Vielleicht ist alles Wissen über dieses Spiel eine Art Geisterjagd. Was kann man schon wissen, das dann nicht allen Zauber nimmt? Klar, es gibt Gründe, warum Simon Terodde in der ersten Liga nie reüssiert hat; es gibt Gründe, warum Timo Werner aktuell nicht als einer der weltweit besten Spieler gilt; bei Timo Werner ist es beispielsweise recht schnöde auch der VAR, der ihm aktuell eine schlimme Zeit beschert, vor Einführung des Videobeweises hätte er wahrscheinlich fünf bis neun Tore mehr vorweisen können; so aber steht er bei jedem zweiten Tor, wie sich hinterher herausstellt, versehentlich im Abseits.

(Wobei, bei Timo Werner ist das eigentlich ganz lustig; jemand, der aus Karrieregründen zu RasenBallsport Leipzig gegangen ist, mithin versucht hat, von den aktuellen Entwicklungen im modernen Fußball so weit es irgend geht zu profitieren; der obendrein als einer der schnellsten Spieler überhaupt gilt; ausgerechnet so jemand wird dann von diesen Entwicklungen eingeholt: noch besser, von einem Standbild überholt. Das ist schon lustig. Aber nur kurz.)

Ich hätte schwören können, dass Angelo Vier bei Greuther Fürth war, aber: Da hat sich mein Hirn nur etwas zusammengereimt.

Ich hätte schwören können, dass Angelo Vier mindestens eine Saison bei Greuther Fürth gespielt hat in seiner aktiven Zeit, aber nein: Da hat sich mein Hirn nur etwas zusammengereimt. Es hätte diese Saison auch zu gut gepasst wahrscheinlich: ausgerechnet bei Greuther Fürth, die alles versuchen, aber immer ist es zu wenig, egal was sie tun. Stattdessen war er bei Verl, bei Rot-Weiss Essen auch, Gütersloh, Oberhausen auch und Osnabrück. Kurz auch mal in Bremen, kurz auch mal in Bielefeld, später dann in der österreichischen Liga. In Essen ist er Torschützenkönig der zweiten Liga geworden und die Mannschaft ist in dem Jahr trotzdem abgestiegen, das wusste ich noch. Ich hab auf Youtube nach Videos seiner Tore gesucht, man findet quasi nix; stattdessen wird mir ständig diese animierte Kinderserie in die Ergebnisse gespült. „Der Weltrekord und Brechbraten“, aha.

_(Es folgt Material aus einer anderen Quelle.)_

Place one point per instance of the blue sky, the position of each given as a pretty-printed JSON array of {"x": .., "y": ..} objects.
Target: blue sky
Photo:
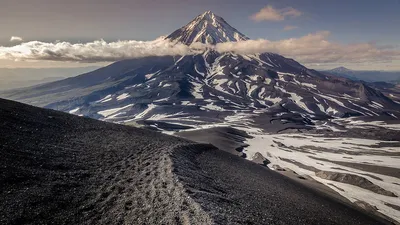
[{"x": 348, "y": 21}]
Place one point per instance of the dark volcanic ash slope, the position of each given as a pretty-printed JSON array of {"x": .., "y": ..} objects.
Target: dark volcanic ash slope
[
  {"x": 57, "y": 168},
  {"x": 209, "y": 86}
]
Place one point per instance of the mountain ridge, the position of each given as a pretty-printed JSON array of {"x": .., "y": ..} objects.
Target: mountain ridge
[{"x": 209, "y": 86}]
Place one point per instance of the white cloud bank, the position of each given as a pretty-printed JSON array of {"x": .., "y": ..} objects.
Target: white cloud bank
[
  {"x": 310, "y": 49},
  {"x": 269, "y": 13},
  {"x": 16, "y": 39}
]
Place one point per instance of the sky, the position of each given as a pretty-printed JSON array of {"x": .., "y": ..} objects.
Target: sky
[{"x": 365, "y": 31}]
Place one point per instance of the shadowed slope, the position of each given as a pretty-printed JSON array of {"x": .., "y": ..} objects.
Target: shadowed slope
[{"x": 62, "y": 169}]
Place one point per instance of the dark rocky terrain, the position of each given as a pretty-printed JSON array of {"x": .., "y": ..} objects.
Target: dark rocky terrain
[
  {"x": 62, "y": 169},
  {"x": 210, "y": 86}
]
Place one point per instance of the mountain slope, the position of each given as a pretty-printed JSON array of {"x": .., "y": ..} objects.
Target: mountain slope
[
  {"x": 369, "y": 76},
  {"x": 206, "y": 28},
  {"x": 62, "y": 169},
  {"x": 210, "y": 87}
]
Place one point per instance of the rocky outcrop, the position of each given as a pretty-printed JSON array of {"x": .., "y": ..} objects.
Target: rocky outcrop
[{"x": 355, "y": 180}]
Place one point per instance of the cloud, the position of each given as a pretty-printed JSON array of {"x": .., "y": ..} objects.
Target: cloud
[
  {"x": 316, "y": 48},
  {"x": 269, "y": 13},
  {"x": 15, "y": 38},
  {"x": 289, "y": 27},
  {"x": 96, "y": 51},
  {"x": 310, "y": 49}
]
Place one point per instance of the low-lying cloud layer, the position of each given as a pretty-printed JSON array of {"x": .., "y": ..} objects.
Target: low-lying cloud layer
[{"x": 309, "y": 49}]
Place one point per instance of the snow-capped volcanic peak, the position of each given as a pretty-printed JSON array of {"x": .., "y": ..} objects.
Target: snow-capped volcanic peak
[{"x": 207, "y": 28}]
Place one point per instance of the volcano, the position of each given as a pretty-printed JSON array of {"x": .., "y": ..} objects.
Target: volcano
[{"x": 209, "y": 87}]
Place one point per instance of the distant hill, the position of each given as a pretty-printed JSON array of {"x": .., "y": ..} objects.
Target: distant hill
[
  {"x": 365, "y": 75},
  {"x": 12, "y": 78}
]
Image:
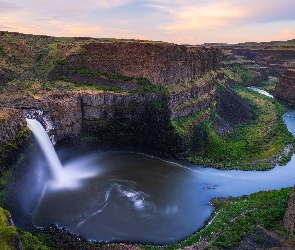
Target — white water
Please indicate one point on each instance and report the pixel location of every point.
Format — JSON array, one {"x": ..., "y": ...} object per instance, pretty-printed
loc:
[
  {"x": 68, "y": 176},
  {"x": 47, "y": 148}
]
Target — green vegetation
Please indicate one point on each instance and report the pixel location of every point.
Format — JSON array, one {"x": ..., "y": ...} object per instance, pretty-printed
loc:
[
  {"x": 269, "y": 84},
  {"x": 157, "y": 105},
  {"x": 184, "y": 126},
  {"x": 2, "y": 51},
  {"x": 60, "y": 62},
  {"x": 234, "y": 218},
  {"x": 240, "y": 74},
  {"x": 8, "y": 233},
  {"x": 32, "y": 242},
  {"x": 250, "y": 145}
]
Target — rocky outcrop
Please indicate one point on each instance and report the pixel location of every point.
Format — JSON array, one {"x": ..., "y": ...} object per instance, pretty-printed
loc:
[
  {"x": 9, "y": 237},
  {"x": 233, "y": 110},
  {"x": 11, "y": 121},
  {"x": 289, "y": 219},
  {"x": 160, "y": 63},
  {"x": 12, "y": 134},
  {"x": 5, "y": 75},
  {"x": 61, "y": 111},
  {"x": 285, "y": 88}
]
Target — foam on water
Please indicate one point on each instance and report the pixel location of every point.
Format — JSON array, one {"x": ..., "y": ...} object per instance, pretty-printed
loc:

Es hat etwas ungemein Beruhigendes für mich, an Angelo Vier zu denken, das liegt nicht nur an diesem schönen Namen, sondern vor allem daran, dass ich mir dazu alles ausdenken kann. Früher habe ich das manchmal in Kneipen ausprobiert, wenn Robert Lewandowski sich auf engstem Raum um vier Mitspieler gedreht hat und dann den Ball in den Winkel drosch, sagte ich bisweilen einfach: „Wie damals Angelo Vier.“ Niemand hat je widersprochen. Alle wissen ungefähr, was gemeint ist, irgendwas klingelt; es bleibt aber unklar, was. Nur dass der Name super ist, darauf können sich immer alle einigen.